Quand’ero piccolo tutti mi scherzavano per le dimensioni della mia incertezza
Un’ultima possibile spiegazione al perché gli italiani abbiano preferito il No è da ricercare nella percezione dell’incertezza. Secondo Tory Higgins, ricercatore alla Columbia University, si può percepire l’incertezza in maniera positiva o negativa. In entrambi i casi l’incertezza provoca una spinta motivazionale, direzionata in base alla percezione delle proprie risorse personali. Secondo la Teoria del focus regolatorio, chi percepirà le risorse personali come adeguate avrà un focus orientato verso la promozione, e quindi volto a percepire l’incertezza come qualcosa di positivo e controllabile, mentre chi percepirà le proprie risorse come inadeguate avrà un focus orientato alla prevenzione, e quindi volto a percepire l’incertezza come spiacevole. Incertezza che, in entrambi i casi, si riduce aumentando la conoscenza. Nel nostro caso, chi avrà la sensazione di avere le capacità di comprendere sarà motivato a esporsi per cercare informazioni, in quanto l’incertezza che percepisce è in qualche modo stimolante; chi sente di non avere la capacità di comprendere, invece, sarà motivato a difendere ciò che già sa, proprio perché l’incertezza che prova gli causa ansia e stress.

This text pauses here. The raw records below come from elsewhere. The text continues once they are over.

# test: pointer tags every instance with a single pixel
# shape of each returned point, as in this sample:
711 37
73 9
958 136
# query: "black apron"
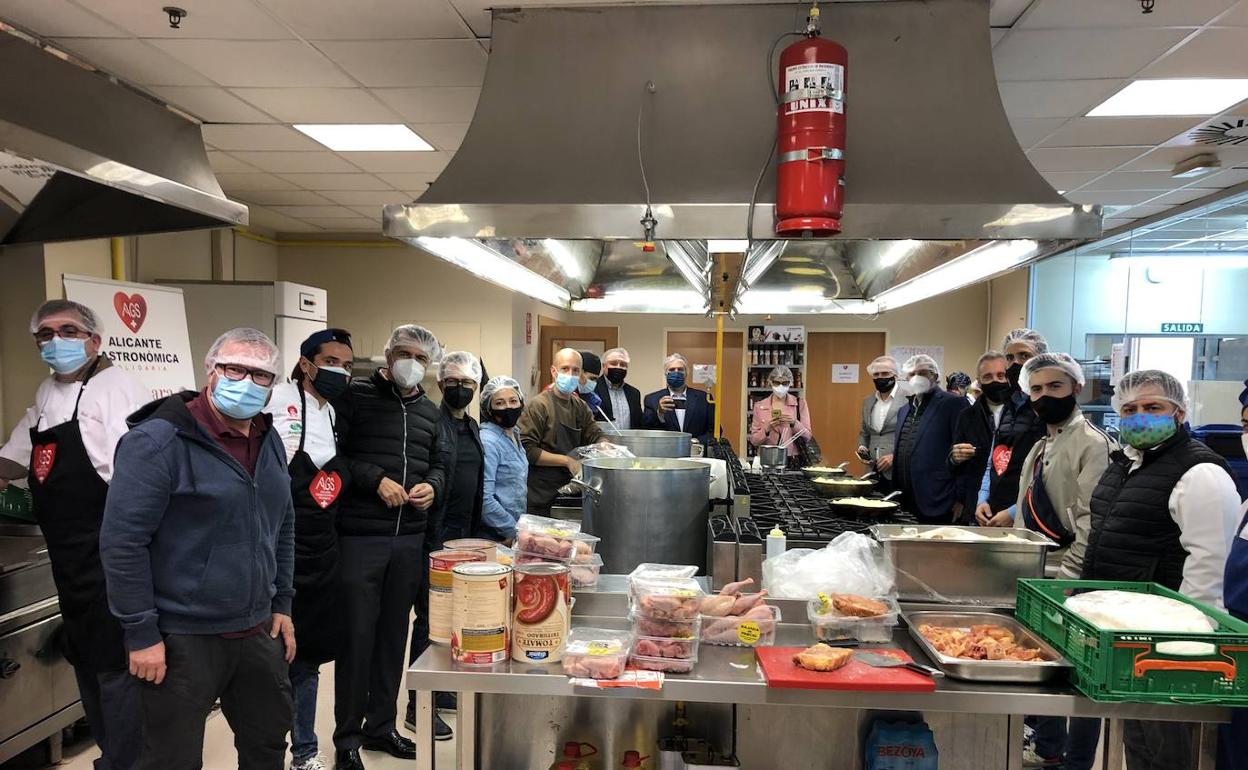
1038 512
316 609
69 498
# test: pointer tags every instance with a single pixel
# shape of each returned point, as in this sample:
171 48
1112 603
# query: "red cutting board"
783 673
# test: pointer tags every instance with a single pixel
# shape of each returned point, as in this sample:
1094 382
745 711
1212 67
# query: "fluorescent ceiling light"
366 137
1173 96
494 267
987 260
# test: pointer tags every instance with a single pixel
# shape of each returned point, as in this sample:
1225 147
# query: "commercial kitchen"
738 243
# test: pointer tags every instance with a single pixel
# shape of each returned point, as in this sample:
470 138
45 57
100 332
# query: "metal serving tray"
987 670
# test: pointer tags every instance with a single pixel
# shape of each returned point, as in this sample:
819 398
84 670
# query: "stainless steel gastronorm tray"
987 670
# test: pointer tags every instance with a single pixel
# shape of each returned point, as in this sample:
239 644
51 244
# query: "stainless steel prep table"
979 721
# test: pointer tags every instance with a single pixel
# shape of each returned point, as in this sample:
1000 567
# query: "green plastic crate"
1126 665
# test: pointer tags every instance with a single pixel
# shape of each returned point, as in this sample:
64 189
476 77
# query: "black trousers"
381 579
112 701
251 679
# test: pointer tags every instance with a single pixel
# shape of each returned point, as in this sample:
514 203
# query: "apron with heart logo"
316 493
69 497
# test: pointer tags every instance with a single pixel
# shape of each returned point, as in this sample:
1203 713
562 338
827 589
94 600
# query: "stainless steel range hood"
932 167
82 157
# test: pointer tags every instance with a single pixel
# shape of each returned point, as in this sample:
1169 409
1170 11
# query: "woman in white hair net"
1166 512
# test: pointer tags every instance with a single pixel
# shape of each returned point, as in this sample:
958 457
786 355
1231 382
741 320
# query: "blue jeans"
305 678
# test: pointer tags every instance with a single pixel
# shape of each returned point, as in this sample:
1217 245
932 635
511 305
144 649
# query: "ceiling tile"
256 63
134 60
211 105
1081 159
296 162
409 63
1066 14
252 137
1080 53
320 105
370 19
1214 53
1117 131
222 19
1055 99
56 19
336 181
432 105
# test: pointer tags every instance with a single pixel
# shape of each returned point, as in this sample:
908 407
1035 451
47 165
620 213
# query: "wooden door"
699 348
836 408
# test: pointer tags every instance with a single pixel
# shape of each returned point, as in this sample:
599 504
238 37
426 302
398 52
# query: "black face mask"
330 385
457 397
508 417
997 392
1052 409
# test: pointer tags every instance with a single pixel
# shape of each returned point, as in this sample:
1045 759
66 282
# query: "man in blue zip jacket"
199 555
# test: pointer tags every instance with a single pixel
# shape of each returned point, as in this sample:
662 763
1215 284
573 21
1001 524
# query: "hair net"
417 336
1131 385
916 362
90 322
261 353
459 365
1050 361
1030 336
492 387
780 372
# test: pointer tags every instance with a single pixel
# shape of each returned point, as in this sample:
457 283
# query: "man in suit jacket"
678 407
879 432
925 434
622 402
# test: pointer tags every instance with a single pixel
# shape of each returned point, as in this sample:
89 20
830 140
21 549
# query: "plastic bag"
850 564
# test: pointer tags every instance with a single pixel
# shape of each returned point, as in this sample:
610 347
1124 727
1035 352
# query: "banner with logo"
142 328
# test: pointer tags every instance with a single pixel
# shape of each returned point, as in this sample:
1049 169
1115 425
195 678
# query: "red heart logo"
325 488
41 461
131 310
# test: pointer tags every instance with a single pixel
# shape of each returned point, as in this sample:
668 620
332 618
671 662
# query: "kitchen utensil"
887 662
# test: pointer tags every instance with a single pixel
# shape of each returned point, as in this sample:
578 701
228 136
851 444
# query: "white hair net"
1050 361
1166 387
492 387
1030 336
920 362
260 352
459 365
417 336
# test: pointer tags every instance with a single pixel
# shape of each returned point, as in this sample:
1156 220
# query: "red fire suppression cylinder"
810 147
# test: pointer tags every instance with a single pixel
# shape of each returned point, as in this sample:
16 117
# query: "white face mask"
407 372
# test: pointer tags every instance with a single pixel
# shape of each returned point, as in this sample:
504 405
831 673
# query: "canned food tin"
441 562
541 613
481 609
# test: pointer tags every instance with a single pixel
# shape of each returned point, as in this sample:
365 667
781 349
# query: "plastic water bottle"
776 543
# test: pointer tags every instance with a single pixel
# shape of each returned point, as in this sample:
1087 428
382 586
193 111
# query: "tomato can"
541 613
441 562
481 610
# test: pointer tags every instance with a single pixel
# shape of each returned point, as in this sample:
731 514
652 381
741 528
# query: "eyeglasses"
236 372
64 332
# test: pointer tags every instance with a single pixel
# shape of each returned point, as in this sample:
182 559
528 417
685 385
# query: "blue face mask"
238 398
567 383
65 356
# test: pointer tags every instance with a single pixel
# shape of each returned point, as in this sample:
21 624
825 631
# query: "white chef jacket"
287 414
1206 507
111 396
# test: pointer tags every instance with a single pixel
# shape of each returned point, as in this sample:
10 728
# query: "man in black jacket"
390 434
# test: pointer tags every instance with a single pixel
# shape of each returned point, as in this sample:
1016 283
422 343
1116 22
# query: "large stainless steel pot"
647 509
653 443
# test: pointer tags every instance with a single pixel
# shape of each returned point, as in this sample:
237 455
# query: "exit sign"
1182 328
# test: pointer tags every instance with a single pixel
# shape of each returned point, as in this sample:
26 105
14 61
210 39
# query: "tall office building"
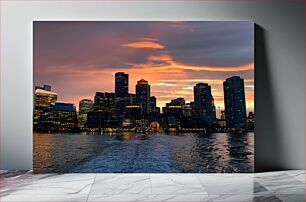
104 102
234 101
85 106
143 95
121 84
204 102
60 116
43 97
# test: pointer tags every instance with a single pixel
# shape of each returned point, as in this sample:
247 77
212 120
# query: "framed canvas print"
143 97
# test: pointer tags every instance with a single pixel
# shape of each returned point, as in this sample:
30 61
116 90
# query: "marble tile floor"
286 186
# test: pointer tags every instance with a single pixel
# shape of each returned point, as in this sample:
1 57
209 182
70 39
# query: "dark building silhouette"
59 117
234 101
204 102
121 84
177 102
43 97
143 95
85 106
104 102
133 112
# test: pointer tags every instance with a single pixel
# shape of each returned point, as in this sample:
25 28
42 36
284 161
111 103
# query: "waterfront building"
133 112
175 111
121 84
234 101
143 95
177 102
43 97
204 102
105 102
60 116
187 110
85 106
251 122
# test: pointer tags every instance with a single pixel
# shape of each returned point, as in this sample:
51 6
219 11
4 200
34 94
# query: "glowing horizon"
80 58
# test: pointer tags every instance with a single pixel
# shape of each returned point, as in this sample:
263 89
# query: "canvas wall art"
143 97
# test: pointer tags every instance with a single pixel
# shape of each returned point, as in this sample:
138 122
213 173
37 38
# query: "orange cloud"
144 44
148 39
159 58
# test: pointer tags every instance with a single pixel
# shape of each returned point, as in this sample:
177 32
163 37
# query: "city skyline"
144 52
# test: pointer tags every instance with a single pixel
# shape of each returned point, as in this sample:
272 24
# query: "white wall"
279 74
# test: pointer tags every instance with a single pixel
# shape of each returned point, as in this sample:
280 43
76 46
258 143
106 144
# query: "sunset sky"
80 58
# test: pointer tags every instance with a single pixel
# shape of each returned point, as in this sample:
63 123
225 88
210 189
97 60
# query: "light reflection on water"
139 153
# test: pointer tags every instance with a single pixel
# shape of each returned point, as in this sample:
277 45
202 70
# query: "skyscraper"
143 95
121 84
43 97
204 102
85 106
234 101
59 116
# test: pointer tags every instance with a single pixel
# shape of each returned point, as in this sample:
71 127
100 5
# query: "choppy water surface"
139 153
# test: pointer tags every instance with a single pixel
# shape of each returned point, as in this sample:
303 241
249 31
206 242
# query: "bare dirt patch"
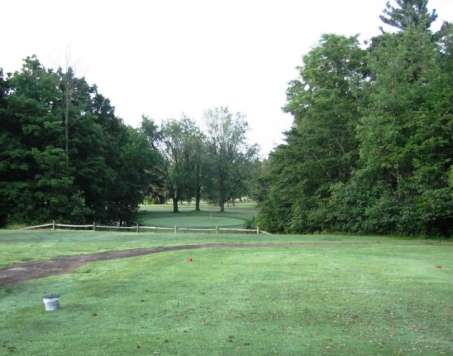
31 270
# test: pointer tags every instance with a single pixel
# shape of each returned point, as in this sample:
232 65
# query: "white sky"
165 57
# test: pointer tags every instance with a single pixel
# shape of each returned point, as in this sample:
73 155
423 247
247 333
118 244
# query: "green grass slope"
336 295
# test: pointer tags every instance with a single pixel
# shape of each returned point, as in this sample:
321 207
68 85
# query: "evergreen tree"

Lo scopo finale è quello di comprendere per ridurre l’incertezza, ma comprendere è molto dispendioso. Per fare un esempio più pratico, attivarsi ai fini della comprensione delle modifiche alla Costituzione risulta molto più semplice per chi si percepisce come capace di comprendere (si pensi a un laureato in giurisprudenza o a un appassionato di politica) rispetto a chi ha questa percezione al negativo (come il pensionato di turno o chi ha sempre pensato di non capire niente di politica). Agli occhi di questa teoria, quindi, il voto finale sarebbe l’espressione di una chiusura, sviluppata in risposta a un’incertezza negativa, frutto del convincimento di non poter comprendere attivamente il quesito totale o parti di esso. Questa visione non ha tanto lo scopo di dimostrare che la gente è fondamentalmente scema, quanto semmai, in maniera molto più semplice e diretta, che ci sono modi e maniere per adeguarsi alle conoscenze di tutti.
La risposta è: quarantadue
Il fine ultimo dell’utilizzo di queste teorie per interpretare il risultato del 4 dicembre è di suggerire uno spunto di riflessione su come sia riduttivo pensare di proporre un cambiamento sociale, qualsiasi esso sia, se prima non si è tenuto conto di come si percepiscono le differenze sociali e di che percezione si ha del sistema che guida le nostre vite e delle differenze di conoscenza. Senza tener conto di queste sfaccettature non si può definire con assoluta certezza se il No sia stato espressione del potere del popolo sovrano, se sia stato frutto di incomprensione o di partito preso, se sia stato per “mandare Renzi a casa”, o perché effettivamente il cambiamento sia stato valutato negativamente per ragioni oggettive. Come può il popolo votante percepire, o per lo meno provare a farlo in maniera più corretta possibile, se il cambiamento è positivo o negativo, quando a livello comunicativo non si hanno – o non si sanno riconoscere – strategie? La risposta è una: non può.